Is $\langle(26543),(34)(56),(12)(3654)\rangle $ isomorphic to $A_6$?
 A: The subgroup is $A_6$, which we can show by proving that every product of two disjoint transpositions is in the subgroup (and observing that the three generators are all even). More precisely, every product of two disjoint transpositions is a conjugate of $(34)(56)$.
I propose visualizing the group as permuting the points 1 through 6 arranged as this:
          6-----5
        / :     |
  1----2  :     |
        \ :     |
          3-----4

The generator (26543) cyclically rotates the pentagon that consists of all points except 1. The generator (12)(3654) cyclically rotates the square while swapping 1 and 2.
Now in order for a product of two disjoint transpositions to be a conjugate of (34)(56), what we must show is that if we place two red markers on some of the positions and two green markers on some other positions, it is always possible to apply some of the generator permutations such that the markers of one color end up at 5 and 6, and the other color at 3 and 4:
          G-----G               R-----R
        / :     |             / :     |
  x----x  :     |  or   x----x  :     |
        \ :     |             \ :     |
          R-----R               G-----G

This can be done in steps:
First, if there's a marker at 1, apply (26543) until there's no marker at 2, and then apply (12)(3654) once.
Now all four markers are somewhere among {2,3,4,5,6}, and one or more applications of (12)(3654) and/or (26543) will lead to one of these states (or their counterparts with red and green swapped):
          R-----R           G-----R
        / :     |         / :     |
  x----x  :     |   x----R  :     |
        \ :     |         \ :     |
          G-----G           G-----x

In the left case, we're done. In the right one (34)(56) followed by (26543) leads to the left one.

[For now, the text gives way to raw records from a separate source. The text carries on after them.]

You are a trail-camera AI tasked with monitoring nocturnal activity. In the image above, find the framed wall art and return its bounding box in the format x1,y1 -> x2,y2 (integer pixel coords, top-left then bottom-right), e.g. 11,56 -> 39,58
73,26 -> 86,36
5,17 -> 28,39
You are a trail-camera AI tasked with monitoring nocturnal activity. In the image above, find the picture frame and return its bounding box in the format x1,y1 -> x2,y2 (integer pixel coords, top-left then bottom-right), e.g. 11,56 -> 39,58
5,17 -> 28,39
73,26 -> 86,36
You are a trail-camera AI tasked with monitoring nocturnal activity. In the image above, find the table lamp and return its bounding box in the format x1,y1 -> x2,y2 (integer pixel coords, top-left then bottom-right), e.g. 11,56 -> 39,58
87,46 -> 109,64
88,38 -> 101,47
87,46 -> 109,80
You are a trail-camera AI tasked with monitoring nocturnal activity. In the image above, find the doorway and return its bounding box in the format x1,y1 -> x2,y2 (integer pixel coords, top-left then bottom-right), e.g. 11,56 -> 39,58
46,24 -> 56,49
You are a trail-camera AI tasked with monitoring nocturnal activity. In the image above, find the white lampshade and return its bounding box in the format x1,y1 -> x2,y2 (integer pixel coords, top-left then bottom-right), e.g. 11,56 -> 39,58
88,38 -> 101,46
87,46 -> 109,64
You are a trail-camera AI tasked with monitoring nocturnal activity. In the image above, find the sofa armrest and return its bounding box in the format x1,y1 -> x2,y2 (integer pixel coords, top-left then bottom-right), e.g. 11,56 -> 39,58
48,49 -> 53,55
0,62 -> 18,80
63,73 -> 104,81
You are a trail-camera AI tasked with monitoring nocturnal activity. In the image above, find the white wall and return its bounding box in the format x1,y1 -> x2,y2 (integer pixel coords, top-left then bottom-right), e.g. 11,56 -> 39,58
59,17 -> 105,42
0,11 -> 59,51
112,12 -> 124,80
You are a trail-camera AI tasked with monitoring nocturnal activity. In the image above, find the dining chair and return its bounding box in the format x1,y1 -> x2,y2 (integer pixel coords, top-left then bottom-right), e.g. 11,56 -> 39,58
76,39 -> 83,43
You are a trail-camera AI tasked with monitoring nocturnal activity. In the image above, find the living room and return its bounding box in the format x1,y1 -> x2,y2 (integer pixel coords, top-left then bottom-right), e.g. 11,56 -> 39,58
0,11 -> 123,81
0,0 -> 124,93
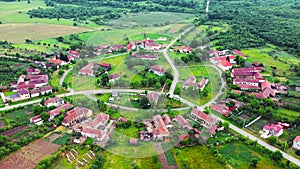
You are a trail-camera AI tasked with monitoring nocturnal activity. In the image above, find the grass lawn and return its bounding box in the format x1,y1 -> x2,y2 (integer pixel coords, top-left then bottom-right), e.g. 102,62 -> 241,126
114,126 -> 139,138
52,133 -> 71,146
103,151 -> 161,169
109,12 -> 194,27
172,146 -> 226,169
50,70 -> 68,94
178,65 -> 221,105
242,48 -> 290,74
217,142 -> 280,169
273,108 -> 300,121
50,148 -> 96,169
6,109 -> 29,123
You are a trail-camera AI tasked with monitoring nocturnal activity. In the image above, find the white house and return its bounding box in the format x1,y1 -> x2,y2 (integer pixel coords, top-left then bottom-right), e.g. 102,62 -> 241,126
293,136 -> 300,150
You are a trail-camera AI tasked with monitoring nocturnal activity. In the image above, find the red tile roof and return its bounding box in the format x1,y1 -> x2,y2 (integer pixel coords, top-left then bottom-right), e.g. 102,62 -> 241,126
151,65 -> 166,73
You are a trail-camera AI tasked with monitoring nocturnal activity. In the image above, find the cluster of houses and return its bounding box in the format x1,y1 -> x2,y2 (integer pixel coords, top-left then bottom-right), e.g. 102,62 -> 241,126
231,67 -> 287,101
6,68 -> 52,102
170,45 -> 193,53
183,76 -> 209,91
95,44 -> 125,55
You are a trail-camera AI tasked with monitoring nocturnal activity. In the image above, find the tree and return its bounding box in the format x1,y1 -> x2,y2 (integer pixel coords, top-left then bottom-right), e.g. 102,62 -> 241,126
250,158 -> 258,167
271,150 -> 282,161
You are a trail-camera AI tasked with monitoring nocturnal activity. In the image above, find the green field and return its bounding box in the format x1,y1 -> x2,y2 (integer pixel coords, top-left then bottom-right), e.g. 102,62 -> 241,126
273,108 -> 300,121
218,142 -> 280,169
108,12 -> 194,27
178,66 -> 220,105
52,133 -> 71,146
172,146 -> 227,169
103,151 -> 161,169
50,70 -> 68,94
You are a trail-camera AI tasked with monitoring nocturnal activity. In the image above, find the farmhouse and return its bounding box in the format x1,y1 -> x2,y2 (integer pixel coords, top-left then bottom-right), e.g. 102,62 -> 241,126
191,109 -> 217,128
210,104 -> 230,117
30,86 -> 52,97
293,136 -> 300,150
140,54 -> 158,60
109,74 -> 120,82
26,68 -> 41,75
261,124 -> 283,138
48,103 -> 73,121
183,76 -> 208,91
30,115 -> 43,125
62,107 -> 92,127
162,114 -> 173,128
78,62 -> 98,76
152,115 -> 169,140
149,65 -> 166,76
44,97 -> 65,107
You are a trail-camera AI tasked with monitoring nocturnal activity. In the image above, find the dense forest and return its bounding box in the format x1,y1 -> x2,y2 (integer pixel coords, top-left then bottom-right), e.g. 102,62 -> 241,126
203,0 -> 300,56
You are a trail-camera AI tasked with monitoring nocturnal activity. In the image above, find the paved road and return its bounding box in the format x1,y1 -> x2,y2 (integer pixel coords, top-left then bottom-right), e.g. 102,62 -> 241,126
163,26 -> 193,97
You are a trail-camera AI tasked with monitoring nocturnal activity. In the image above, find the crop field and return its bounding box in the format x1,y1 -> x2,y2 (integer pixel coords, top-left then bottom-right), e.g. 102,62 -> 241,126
79,25 -> 173,45
242,48 -> 290,74
50,148 -> 96,169
178,66 -> 220,105
218,142 -> 279,169
109,12 -> 194,27
172,146 -> 225,169
0,141 -> 60,169
103,151 -> 161,169
0,23 -> 90,43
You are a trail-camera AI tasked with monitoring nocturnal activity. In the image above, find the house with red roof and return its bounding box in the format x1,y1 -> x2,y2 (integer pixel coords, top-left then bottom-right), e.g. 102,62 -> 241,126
62,107 -> 93,127
183,76 -> 209,91
261,124 -> 283,138
140,54 -> 158,60
191,109 -> 217,128
147,92 -> 159,105
152,115 -> 169,140
81,127 -> 105,141
48,103 -> 73,121
162,114 -> 173,128
210,104 -> 230,117
109,73 -> 120,83
30,86 -> 52,97
293,136 -> 300,150
232,49 -> 246,58
149,65 -> 166,76
30,115 -> 43,125
174,115 -> 188,128
26,68 -> 41,75
44,97 -> 65,107
78,62 -> 98,76
88,113 -> 109,129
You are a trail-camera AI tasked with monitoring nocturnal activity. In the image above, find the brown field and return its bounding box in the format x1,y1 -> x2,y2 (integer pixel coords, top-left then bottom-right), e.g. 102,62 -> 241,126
0,23 -> 91,43
0,141 -> 60,169
168,24 -> 186,33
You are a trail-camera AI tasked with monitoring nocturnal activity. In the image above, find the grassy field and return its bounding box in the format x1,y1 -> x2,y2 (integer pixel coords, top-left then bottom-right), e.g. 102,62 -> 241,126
172,146 -> 226,169
178,66 -> 220,105
52,133 -> 71,146
242,48 -> 293,74
273,108 -> 300,121
109,12 -> 194,27
79,25 -> 173,45
218,142 -> 280,169
0,23 -> 90,43
50,71 -> 68,94
103,151 -> 161,169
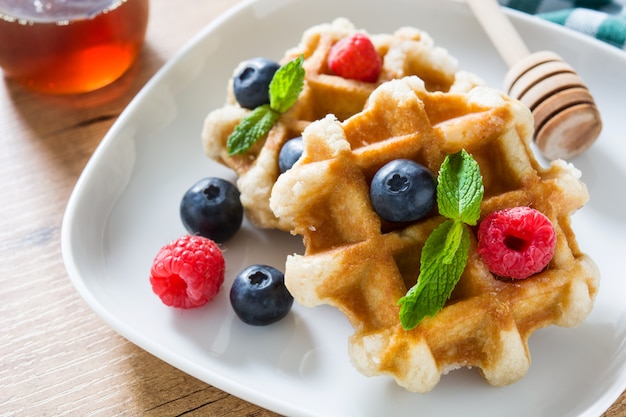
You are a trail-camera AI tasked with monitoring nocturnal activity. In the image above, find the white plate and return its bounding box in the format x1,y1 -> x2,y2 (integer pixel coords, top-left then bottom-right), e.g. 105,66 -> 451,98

Alternatively, we can first show that (34)(56) and (26543) generate all even permutations of {2,3,4,5,6}. It is enough to show that they generate all products of two transpositions. If the two transpositions are disjoint, then their product is $(26543)^k(34)(56)(26543)^{-k}$ for some $k$. On the other hand, if they are not, then rewrite as $(ab)(bc)=(ab)(ef)(ef)(bc)$ (where $e$ and $f$ are the two remaining elements), and then express $(ab)(ef)$ and $(ef)(bc)$ separately.
Then every permutation from $A_6$ can be created by first using some power of $(26543)$ followed by $(12)(3654)$ to put the desired element at position 1; then the remaining rearrangement is an even permutation of {2,3,4,5,6}, which we have just shown we can do.